Author: Deborah Lyons

Publisher: University of Texas Press

Published: 2012-06-01

Total Pages: 183

ISBN-13: 0292742762

DOWNLOAD EBOOK

Deianeira sends her husband Herakles a poisoned robe. Eriphyle trades the life of her husband Amphiaraos for a golden necklace. Atreus’s wife Aerope gives away the token of his sovereignty, a lamb with a golden fleece, to his brother Thyestes, who has seduced her. Gifts and exchanges always involve a certain risk in any culture, but in the ancient Greek imagination, women and gifts appear to be a particularly deadly combination. This book explores the role of gender in exchange as represented in ancient Greek culture, including Homeric epic and tragedy, non-literary texts, and iconographic and historical evidence of various kinds. Using extensive insights from anthropological work on marriage, kinship, and exchange, as well as ethnographic parallels from other traditional societies, Deborah Lyons probes the gendered division of labor among both gods and mortals, the role of marriage (and its failure) in transforming women from objects to agents of exchange, the equivocal nature of women as exchange-partners, and the importance of the sister-brother bond in understanding the economic and social place of women in ancient Greece. Her findings not only enlarge our understanding of social attitudes and practices in Greek antiquity but also demonstrate the applicability of ethnographic techniques and anthropological theory to the study of ancient societies.

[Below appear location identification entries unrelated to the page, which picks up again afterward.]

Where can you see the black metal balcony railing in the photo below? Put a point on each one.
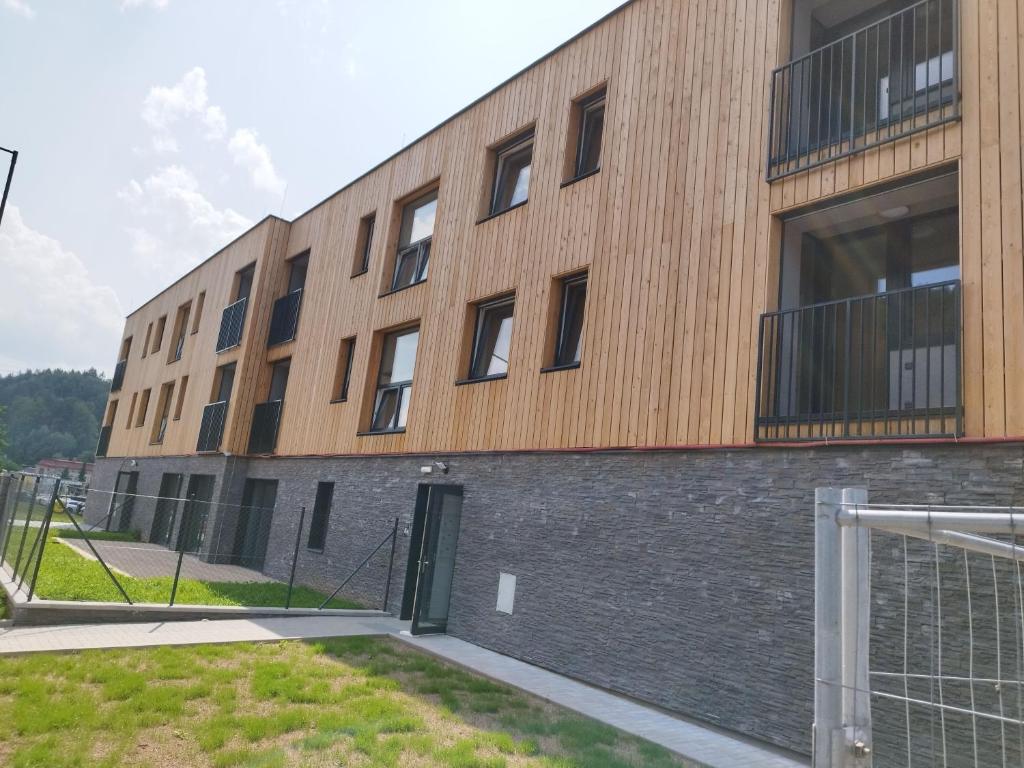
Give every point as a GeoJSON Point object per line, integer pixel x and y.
{"type": "Point", "coordinates": [119, 376]}
{"type": "Point", "coordinates": [104, 441]}
{"type": "Point", "coordinates": [231, 322]}
{"type": "Point", "coordinates": [285, 318]}
{"type": "Point", "coordinates": [882, 366]}
{"type": "Point", "coordinates": [266, 419]}
{"type": "Point", "coordinates": [211, 429]}
{"type": "Point", "coordinates": [889, 80]}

Book Synopsis Dangerous Gifts by : Deborah Lyons

Download or read book Dangerous Gifts written by Deborah Lyons and published by University of Texas Press. This book was released on 2012-06-01 with total page 183 pages. Available in PDF, EPUB and Kindle. Book excerpt: Deianeira sends her husband Herakles a poisoned robe. Eriphyle trades the life of her husband Amphiaraos for a golden necklace. Atreus’s wife Aerope gives away the token of his sovereignty, a lamb with a golden fleece, to his brother Thyestes, who has seduced her. Gifts and exchanges always involve a certain risk in any culture, but in the ancient Greek imagination, women and gifts appear to be a particularly deadly combination. This book explores the role of gender in exchange as represented in ancient Greek culture, including Homeric epic and tragedy, non-literary texts, and iconographic and historical evidence of various kinds. Using extensive insights from anthropological work on marriage, kinship, and exchange, as well as ethnographic parallels from other traditional societies, Deborah Lyons probes the gendered division of labor among both gods and mortals, the role of marriage (and its failure) in transforming women from objects to agents of exchange, the equivocal nature of women as exchange-partners, and the importance of the sister-brother bond in understanding the economic and social place of women in ancient Greece. Her findings not only enlarge our understanding of social attitudes and practices in Greek antiquity but also demonstrate the applicability of ethnographic techniques and anthropological theory to the study of ancient societies.